Random proofs in Lean 4.
This is my attempt at formalizing Terence Tao's Analysis I. I gave up in the middle of chapter 4 because setoids were not fun to work with.
This project can compile under Lean 4.7.0-rc1.
This is my attempt at formalizing Wikipedia's proof of Rayleigh's theorem. My attempt was successful.
I submitted a pull request to mathlib4 and it was merged after some fairly heavy modifications. The mathlib4 docs are available here.
This project can compile under Lean 4.7.0-rc1.
This is my attempt at formalizing Anglin's proof of the cannonball problem. My attempt was successful and I created a summary PDF (link).
This project can compile under Lean 4.7.0-rc1.
This is my attempt at formalizing a "Finite automata reduction" certificate checker (see Chapter 6 of this PDF). Here's a quick intro:
- The goal of bbchallenge is to prove that the 5th busy beaver number is 47176870.

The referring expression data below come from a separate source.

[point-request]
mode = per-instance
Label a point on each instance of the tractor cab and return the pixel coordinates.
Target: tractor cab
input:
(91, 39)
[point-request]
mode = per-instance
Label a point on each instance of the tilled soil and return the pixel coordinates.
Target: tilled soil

- As part of bbchallenge, many people have written deciders. A decider takes as input a Turing machine and outputs either halt, non-halt, or undecided. Some deciders also output an easily-checkable certificate.
- One decider is named "Finite automata reduction" (FAR). This is a powerful decider that leaves ~10 Turing machines undecided. This decider also outputs easily-checkable certificates.
- Side note 1: A lot of FAR certificates were created in an ad hoc way. This matters for certificate creators, but not for certificate checkers.
- Side note 2: Most of the ~10 undecided machines were formally proven in Coq to not halt.
- There are FAR certificate checkers, but they have not been formally verified.
Goals:
- Prove Theorem 6.4.
- Find a way to get Lean 4 to accept a FAR certificate. i.e. given a non-halting Turing machine and its FAR certificate, prove that the Turing machine does not halt.
So far, Theorem 6.4 has not been proven yet in Lean 4.